The Importance of a Sketchbook

Let’s call this your “Key to Success” for learning to draw. A sketchbook. It’s ready for your marks and your ideas. Ready for that fully fledged, fully completed drawing that you have been dying to put down on paper. You are ready to make a perfect drawing for every page.

Plain sketchbook

Let’s now move away from the notion that everything you are going to put in this sketchbook is going to be perfect in every way and you are still going to be in love with these sketches in the next 3-5 years.

Instead, I want you to view sketchbooks as a tool for learning, Because that is what this is, a tool. Nothing you put in this sketchbook matters in the long run except that you are actually drawing and developing your skill. Sketchbooks are for sketches and ideas. A place where you can get marks down quickly and not care about a final finished product. Very little you put in this book should be tight and finished. View this book as a stepping stone for your ideas. Keep everything loose (not tight and detailed), get your ideas out quickly, and turn the page.

This is the way I have come to look at sketchbooks. To me they are bound folio’s of developmental drawings that can be discarded at any time or that can then be moved to Photoshop or a bigger sheet of better paper to be developed into a more complete drawing.

So I encourage you, Use a¬†sketchbook to it’s full potential. Sketchbooks are as cheap as buying copy paper and having it bound at an office supply store or getting more fancy and purchasing moleskin. No matter the size, texture, or price, a sketchbook is meant to be filled with both loose and a limited amount of tighter drawings. A sketchbook is not meant to be a procrastination tool that you only use to sketch perfect drawings.
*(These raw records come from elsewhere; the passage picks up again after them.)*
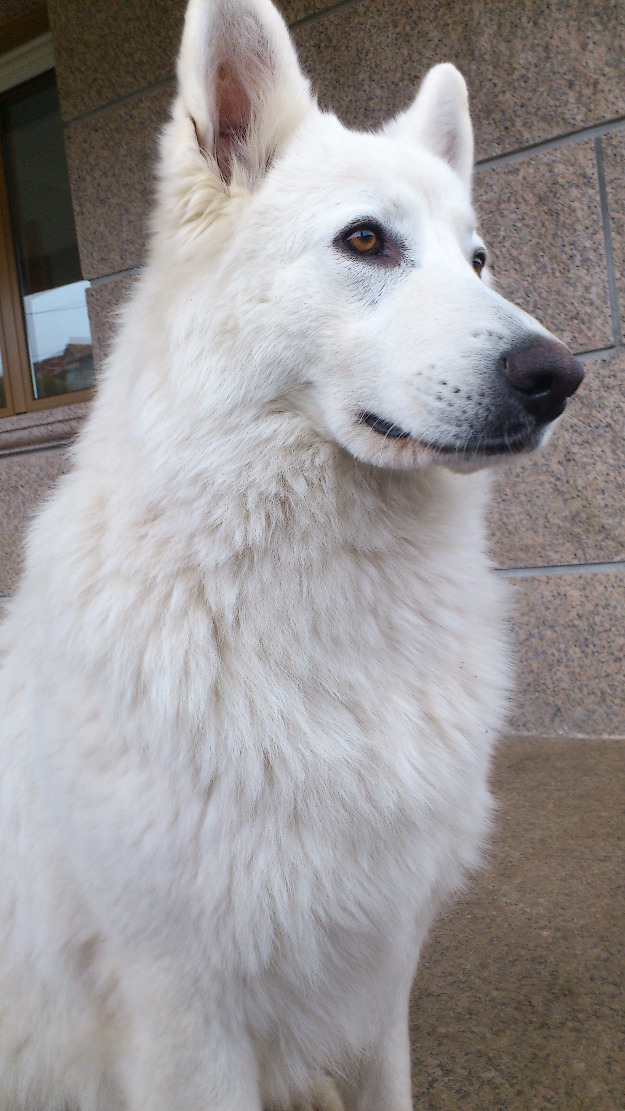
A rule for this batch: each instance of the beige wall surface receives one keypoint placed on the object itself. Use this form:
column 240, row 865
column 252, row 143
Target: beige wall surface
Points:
column 547, row 88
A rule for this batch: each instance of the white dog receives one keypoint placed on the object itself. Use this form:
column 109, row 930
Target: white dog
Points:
column 255, row 667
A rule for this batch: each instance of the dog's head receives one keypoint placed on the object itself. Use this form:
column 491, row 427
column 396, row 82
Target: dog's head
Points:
column 342, row 272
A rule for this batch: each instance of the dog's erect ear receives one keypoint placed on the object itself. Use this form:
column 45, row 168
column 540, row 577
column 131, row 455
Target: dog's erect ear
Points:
column 240, row 82
column 439, row 119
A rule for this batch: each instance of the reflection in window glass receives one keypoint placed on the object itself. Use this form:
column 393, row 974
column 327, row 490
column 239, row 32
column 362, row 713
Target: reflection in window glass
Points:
column 53, row 292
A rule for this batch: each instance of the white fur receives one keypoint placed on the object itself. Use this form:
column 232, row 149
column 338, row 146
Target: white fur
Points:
column 255, row 666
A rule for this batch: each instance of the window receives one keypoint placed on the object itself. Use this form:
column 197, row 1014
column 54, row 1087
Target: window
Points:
column 44, row 334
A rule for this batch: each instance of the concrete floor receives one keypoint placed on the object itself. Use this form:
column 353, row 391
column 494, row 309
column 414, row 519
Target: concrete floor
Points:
column 520, row 1000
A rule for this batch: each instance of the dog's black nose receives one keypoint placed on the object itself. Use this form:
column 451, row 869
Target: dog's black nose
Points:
column 543, row 376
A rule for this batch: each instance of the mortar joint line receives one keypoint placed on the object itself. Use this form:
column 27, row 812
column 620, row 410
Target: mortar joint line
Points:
column 613, row 289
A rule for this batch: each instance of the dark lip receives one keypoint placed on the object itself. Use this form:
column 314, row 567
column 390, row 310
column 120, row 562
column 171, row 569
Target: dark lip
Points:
column 512, row 442
column 383, row 427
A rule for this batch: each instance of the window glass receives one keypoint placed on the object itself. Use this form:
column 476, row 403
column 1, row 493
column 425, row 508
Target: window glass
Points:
column 53, row 292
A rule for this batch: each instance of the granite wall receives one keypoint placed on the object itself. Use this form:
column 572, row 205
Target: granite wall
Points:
column 547, row 86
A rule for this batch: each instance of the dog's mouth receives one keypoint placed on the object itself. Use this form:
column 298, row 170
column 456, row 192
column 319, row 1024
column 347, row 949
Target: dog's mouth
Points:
column 513, row 439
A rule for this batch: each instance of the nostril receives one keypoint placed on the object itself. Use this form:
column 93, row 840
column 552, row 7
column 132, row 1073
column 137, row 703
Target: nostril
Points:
column 535, row 384
column 542, row 376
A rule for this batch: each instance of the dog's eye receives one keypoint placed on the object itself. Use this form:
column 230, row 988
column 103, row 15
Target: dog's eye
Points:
column 365, row 240
column 479, row 260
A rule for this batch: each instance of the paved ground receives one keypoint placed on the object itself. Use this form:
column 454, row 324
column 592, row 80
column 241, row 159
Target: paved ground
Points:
column 520, row 1000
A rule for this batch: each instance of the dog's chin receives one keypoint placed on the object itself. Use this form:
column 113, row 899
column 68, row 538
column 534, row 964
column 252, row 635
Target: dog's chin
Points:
column 381, row 443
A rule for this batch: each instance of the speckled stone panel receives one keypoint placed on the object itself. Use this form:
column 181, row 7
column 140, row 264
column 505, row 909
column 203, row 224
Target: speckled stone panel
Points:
column 102, row 302
column 568, row 634
column 518, row 1001
column 108, row 49
column 614, row 161
column 534, row 70
column 111, row 161
column 293, row 10
column 24, row 479
column 566, row 502
column 542, row 221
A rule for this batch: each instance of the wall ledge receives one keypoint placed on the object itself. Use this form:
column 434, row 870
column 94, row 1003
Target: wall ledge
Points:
column 49, row 428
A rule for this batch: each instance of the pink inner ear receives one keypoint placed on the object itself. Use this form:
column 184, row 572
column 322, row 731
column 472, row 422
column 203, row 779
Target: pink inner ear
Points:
column 232, row 103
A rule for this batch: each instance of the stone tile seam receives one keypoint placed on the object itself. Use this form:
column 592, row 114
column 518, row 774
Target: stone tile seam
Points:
column 144, row 90
column 59, row 444
column 542, row 736
column 614, row 308
column 560, row 570
column 567, row 138
column 315, row 16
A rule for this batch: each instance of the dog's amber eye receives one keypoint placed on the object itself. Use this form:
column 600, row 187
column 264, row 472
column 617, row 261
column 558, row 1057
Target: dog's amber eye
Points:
column 479, row 261
column 364, row 240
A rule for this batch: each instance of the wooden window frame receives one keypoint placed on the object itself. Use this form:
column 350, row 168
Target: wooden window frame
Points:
column 17, row 374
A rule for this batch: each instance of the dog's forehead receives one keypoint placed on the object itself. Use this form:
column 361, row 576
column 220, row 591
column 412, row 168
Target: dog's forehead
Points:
column 329, row 164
Use a sketchbook to study and grow. Use reference or go outside and draw objects and people, it doesn’t have to be perfect and should be. Draw a little, draw a lot, but the point is, you are not worried about what is filling your sketchbook because instead you are filling your sketchbook and growing in the process.

Once you have finished several sketchbooks, take your best drawings out of each and scan them into your computer. Have the drawings reprinted and bound. Or have the originals bound as is. This will allow you to have that “perfect sketches” sketchbook.

Live, Draw, Paint. Fill up that sketchbook, you owe it to yourself.